Cool Chocolate
The right structure makes for that melt-in-the-mouth
sensation.
"When it comes to the crunch, some chocolates simply taste better than others. But researchers are just beginning to understand that the taste depends on which crystalline forms predominate as the chocolate cools in the factory. Some of these crystalline forms are not very palatable--others are sensational. The British chocolate manufacturer Cadbury is helping to finance the research.
Although Cadbury has been making chocolate since 1831, only now are researchers at Heriot-Watt University in Edinburgh and the Central Laboratory of the Research Council at Daresbury teasing out the secrets of the perfect chocolate.
"Cadbury knows about the process of making chocolate," says Alexandra Rossi of Heriot-Watt. "But there was not a lot of information about how it crystallises."
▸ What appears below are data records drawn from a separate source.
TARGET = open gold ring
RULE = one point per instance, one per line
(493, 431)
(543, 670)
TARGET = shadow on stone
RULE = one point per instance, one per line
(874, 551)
Cocoa butter, the main solid fat in chocolate, can crystallise into six different arrangements of molecules known as polymorphs. The form that predominates in the best-tasting chocolate is form V. This polymorph also makes the chocolate look glossy and melt in the mouth. The best bars do not taste too sticky or thick. They are also more resistant to "fat bloom" --a cloudy discolouring seen on some chocolate bars. The Heriot-Watt researchers have been working out which conditions will allow form V to dominate, and how to stop the other forms from displacing it.
In conjunction with researchers at Daresbury, Rossi and her colleagues constructed a test cell to mimic what happens in the factory. They pumped liquid cocoa butter heated to 50 °C into this cell. The liquid was "crash cooled" at a rate of 7 °C to 8 °C a minute until it reached 22° C, and then the mix was held at that temperature. All the time the cocoa butter was being monitored to see when and why the different polymorphs emerged.
The researchers irradiated the cooling cocoa butter with X-rays and measured the diffraction patterns produced. The different crystalline forms scattered the X-rays in distinctive patterns, enabling the team to work out the precise temperature at which the different forms appeared and disappeared.
The temperature in the test cell can be raised or lowered and the cocoa butter mixed more or less vigorously. By varying the conditions, Rossi and her colleagues discovered the importance of mixing. Without mixing, form V does not appear, and less palatable crystalline forms predominate (see Diagram).
They also found that small differences in temperature can create big differences in the taste of the chocolate. The unpalatable II and III forms appear between temperatures of 22·3 °C and 23·55 °C but form V makes its appearance at only slightly higher temperatures of 23·86 °C. Rossi says that now the researchers understand how cocoa butter reacts to cooling and mixing they will start to make the process more representative of chocolate manufacture by combining the solid fat with more of the ingredients in chocolate bars."